The most common call we receive by far is from a confused ZR1 owner. After years of reading everything from which thermostat to use, to what type of spark plug is best, the average owner is totally and completely confused...and for good reason. There are many varied opinions of what is best for our cars but that may depend greatly on how you use your ZR1.


After seven years plus, many ZR1's are finally accruing some mileage. We have had the opportunity to closely inspect many engines with a variety of types of use from normal street driving to severe "weekend" use (track time). Compiling this information we can now offer the ZR1 owner some observations. One rule we've adopted after hearing so many owners say the same thing is the "DIMWIT" or "Darn, if I didn't Mess With IT" rule. In other words, if you didn't have a problem, then what are your intentions in the first place? To date, the only company known to have a fleet of engineering ZR1's to test with was GM and it's affiliates.


Therefore, we must ask ourselves if their suggested procedures and parts recommendations should have a considerable amount of merit. Obviously they do, but on the other hand, there are no doubt areas for improvement. Although we will begin our segment discussing the routine and normal maintenance of the ZR1, there are many areas where an upgrade will be suggested.


Please understand that these are personal opinions and experiences and are not intended to conflict with service procedures outlined in the appropriate service manual.

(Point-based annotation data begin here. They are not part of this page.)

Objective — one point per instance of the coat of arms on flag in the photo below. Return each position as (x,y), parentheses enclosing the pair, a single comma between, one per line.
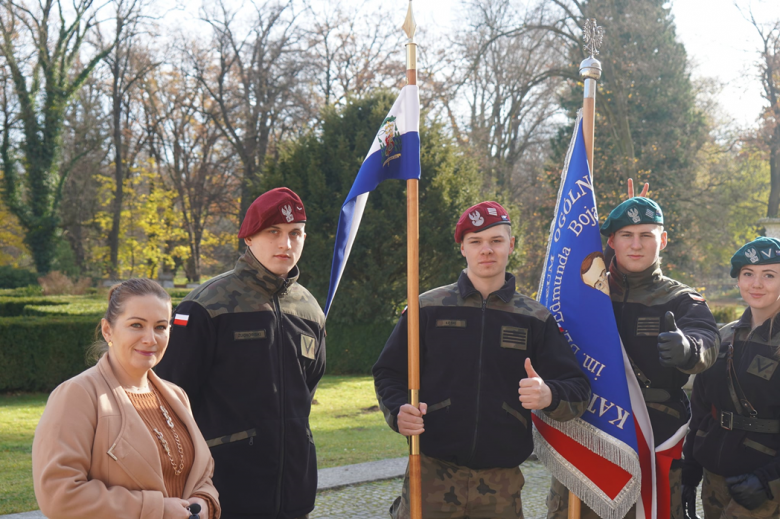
(385,160)
(605,457)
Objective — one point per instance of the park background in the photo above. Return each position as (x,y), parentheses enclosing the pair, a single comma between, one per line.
(135,133)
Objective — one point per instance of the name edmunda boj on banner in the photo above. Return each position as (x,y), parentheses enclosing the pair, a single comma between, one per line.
(605,456)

There are several concerns with regards to the AC system on our cars. If your AC is cold, then leave it alone. If it fails to cool to your expectation, then servicing might be in order. A certified AC technician will reclaim any remaining freon from the system, then replace both shrader valves (under the caps-look like bicycle valve stems) and either clean or replace the orifice tube which is located within the low pressure line. After a leak test, the system can be refilled to proper specification.

If your system suddenly gets warm, makes noise or emits smoke, then a more dramatic problem has occurred. Compressor failures with the Nipendenso compressor are quite common. The compressor comes separate from the clutch so both must be ordered and are strongly suggested to be replaced as a set. The plenum must be removed for this procedure..

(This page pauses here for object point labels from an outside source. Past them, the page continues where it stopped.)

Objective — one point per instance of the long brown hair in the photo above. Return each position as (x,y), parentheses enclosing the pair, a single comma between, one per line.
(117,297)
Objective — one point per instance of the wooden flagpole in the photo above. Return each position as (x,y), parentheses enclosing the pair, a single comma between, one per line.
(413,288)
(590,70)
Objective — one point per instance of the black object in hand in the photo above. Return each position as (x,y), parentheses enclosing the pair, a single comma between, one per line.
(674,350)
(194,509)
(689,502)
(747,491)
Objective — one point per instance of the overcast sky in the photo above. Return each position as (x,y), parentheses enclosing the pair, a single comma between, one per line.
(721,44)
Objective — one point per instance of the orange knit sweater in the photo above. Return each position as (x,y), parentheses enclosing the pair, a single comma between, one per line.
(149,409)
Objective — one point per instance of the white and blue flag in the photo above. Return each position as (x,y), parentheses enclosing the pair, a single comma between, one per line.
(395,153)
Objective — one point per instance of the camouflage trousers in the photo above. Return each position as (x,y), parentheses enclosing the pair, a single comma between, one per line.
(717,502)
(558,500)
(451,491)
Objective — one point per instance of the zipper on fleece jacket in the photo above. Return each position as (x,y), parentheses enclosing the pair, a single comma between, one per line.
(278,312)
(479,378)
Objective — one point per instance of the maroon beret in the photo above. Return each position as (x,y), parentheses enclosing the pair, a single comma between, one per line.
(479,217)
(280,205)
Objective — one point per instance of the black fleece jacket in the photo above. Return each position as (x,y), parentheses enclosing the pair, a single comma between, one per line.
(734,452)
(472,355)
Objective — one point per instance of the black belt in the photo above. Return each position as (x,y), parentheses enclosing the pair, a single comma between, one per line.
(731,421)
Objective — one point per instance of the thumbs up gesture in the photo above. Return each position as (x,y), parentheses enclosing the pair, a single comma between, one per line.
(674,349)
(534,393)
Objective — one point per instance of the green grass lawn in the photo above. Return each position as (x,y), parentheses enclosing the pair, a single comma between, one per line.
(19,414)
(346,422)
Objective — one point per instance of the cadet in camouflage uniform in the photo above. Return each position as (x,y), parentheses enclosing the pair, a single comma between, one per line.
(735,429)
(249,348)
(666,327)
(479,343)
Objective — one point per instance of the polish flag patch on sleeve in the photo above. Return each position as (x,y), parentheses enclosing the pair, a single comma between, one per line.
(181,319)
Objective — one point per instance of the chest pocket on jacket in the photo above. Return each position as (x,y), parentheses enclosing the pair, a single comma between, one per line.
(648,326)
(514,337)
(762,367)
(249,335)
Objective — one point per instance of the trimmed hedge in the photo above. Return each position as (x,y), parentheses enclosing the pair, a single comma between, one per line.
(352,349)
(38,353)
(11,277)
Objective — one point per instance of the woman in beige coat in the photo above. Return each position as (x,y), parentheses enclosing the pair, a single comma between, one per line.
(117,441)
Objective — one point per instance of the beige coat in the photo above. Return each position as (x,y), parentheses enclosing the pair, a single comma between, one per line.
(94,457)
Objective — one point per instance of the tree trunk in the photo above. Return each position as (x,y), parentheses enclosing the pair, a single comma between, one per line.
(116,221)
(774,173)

The Corvette AC system is engineered using several types of metals. Unfortunately, some of these metals don't quite like each other all that well. An example is the AC lines which are made of an aluminum alloy but attached with a steel nut to an aluminum thread. In many cases, these lines become frozen to the component (drier or evaporator) causing them to be damaged during the removal attempt.


Don't blame your local technician when this occurs, this is an existing engineering problem. All fittings should be treated with either a teflon tape or anti-sieze equivalent when reinstalled. Although the 90-93 ZR1's were designed using the no longer manufactured R12 type freon, these systems can be converted to the newer R134a freon using basically stock components after a thorough cleaning and resealing operation is performed. Obviously, the best time to consider the changeover is when the system requires a major repair such as a compressor change.

Note: Always have the accumulator/drier replaced when changing the compressor.